Looking east and south from downtown's glass towers is even more telling. The central business district (CBD) is bustling with workers and residents, but what's about to happen in the city's neighborhoods will change the way Bellevue and other cities on the east side of Lake Washington work. Bellevue continues to inspire investment while building a sense of community.
Bellevue's bounce-back from the tech bust at the turn of the century is impressive in its own right, but it didn't happen in a vacuum. Businessmen and politicians, not always natural allies in Bellevue, say today's success is built on decades of planning that sometimes inspired name calling, but looks astonishingly prescient -- even fashionable -- in 2008. "Somehow, Bellevue got it right, from the beginning," says Greg Johnson, president of developer Wright Runstad, which has been doing business in Bellevue for more than 20 years.

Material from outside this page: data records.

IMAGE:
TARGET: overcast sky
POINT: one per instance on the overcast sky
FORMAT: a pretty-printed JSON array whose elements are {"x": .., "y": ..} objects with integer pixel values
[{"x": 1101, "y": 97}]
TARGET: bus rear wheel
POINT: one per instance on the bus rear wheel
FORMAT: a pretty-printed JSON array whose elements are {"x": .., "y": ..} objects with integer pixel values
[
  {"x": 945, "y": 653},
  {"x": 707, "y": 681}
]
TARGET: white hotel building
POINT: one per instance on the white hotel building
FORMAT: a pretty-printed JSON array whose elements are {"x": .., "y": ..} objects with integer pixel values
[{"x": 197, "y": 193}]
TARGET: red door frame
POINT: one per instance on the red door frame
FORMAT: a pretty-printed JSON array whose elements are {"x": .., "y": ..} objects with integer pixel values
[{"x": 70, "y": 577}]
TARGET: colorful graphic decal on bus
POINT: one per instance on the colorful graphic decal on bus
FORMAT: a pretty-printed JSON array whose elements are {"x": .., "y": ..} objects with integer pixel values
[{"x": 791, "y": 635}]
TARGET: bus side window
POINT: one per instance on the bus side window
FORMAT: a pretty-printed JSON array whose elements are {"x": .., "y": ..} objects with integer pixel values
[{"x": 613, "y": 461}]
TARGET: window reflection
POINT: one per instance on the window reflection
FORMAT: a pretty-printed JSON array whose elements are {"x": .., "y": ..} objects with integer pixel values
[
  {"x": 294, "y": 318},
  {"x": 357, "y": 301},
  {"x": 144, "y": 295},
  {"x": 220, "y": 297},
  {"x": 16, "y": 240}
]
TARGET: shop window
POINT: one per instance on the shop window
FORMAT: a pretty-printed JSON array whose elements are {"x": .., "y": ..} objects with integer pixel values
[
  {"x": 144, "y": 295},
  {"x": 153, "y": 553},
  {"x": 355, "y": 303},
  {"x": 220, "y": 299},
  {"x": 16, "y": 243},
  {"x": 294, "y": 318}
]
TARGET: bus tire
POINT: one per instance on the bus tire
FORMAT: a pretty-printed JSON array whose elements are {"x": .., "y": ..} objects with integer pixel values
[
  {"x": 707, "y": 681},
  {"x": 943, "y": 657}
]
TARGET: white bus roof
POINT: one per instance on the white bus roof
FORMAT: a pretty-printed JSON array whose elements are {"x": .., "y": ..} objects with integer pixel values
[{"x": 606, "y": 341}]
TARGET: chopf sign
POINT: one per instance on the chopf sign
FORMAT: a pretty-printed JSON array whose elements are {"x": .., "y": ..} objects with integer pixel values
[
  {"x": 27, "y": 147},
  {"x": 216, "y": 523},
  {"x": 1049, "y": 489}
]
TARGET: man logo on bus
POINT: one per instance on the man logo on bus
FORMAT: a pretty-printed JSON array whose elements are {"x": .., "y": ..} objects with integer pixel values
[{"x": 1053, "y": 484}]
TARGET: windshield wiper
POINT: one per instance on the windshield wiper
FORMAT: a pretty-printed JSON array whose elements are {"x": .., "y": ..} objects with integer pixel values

Wright Runstad has developed 14 million square feet of office and mixed-use projects. Its high-rise buildings help define the skylines of both Bellevue and Seattle. But the largest project in the company's 35-year history is not in either downtown, and with associated development, it's going to take another two or three decades to finish. The $1.5 billion "Spring District" being built between Bellevue and Redmond, along the 900-acre Bel-Red Road corridor, could be thought of as a second downtown. It will be both urban and residential. "It will be self-contained, with everything you need to live and work there in your daily life," Johnson says. "One of the reasons we felt it was attractive to build there is, the city had already laid the groundwork. It laid the foundation for its success with rules it put in place more than 20 years ago."
Bellevue is a comparatively young city, having incorporated in 1953, but that's not the place to start. "I think we're proceeding along a journey that's been cast ever since the county did the planning for a place called Bellevue, a subregional city to Seattle but a regional center for everything on the eastside," says developer Kemper Freeman, whose father opened the first shopping mall in the area, Bellevue Square, in 1946 and whose "Bellevue Collection" now includes downtown's Lincoln Square and Bellevue Place in addition to the mall.
"People who live and work here have a propensity to spend an extraordinary amount of time on what I call community building," says Freeman. Bellevue's schools, nationally acknowledged as among the best public schools in the country, were planned to be that way. "Schools are a classic case of a group of people here on the eastside who took a long view and said we need to have the best schools possible, so that anybody moving to the Northwest would want to live here," says Freeman, whose father was also the first chairman of the school district. Another example: Overlake Golf & Country Club, which opened for play on June 27, 1953, when Bellevue had about a thousand residents. "It sounds like a minor point, but to create a significant golf course early on attracts more people." Volunteers also founded Overlake Hospital Medical Center to put a hospital in Bellevue. "Having to be hauled across the floating bridge was a real risk," Freeman says. "My grandfather died of a heart attack when they were unable to get to Seattle soon enough to save him. That happened to a lot of people."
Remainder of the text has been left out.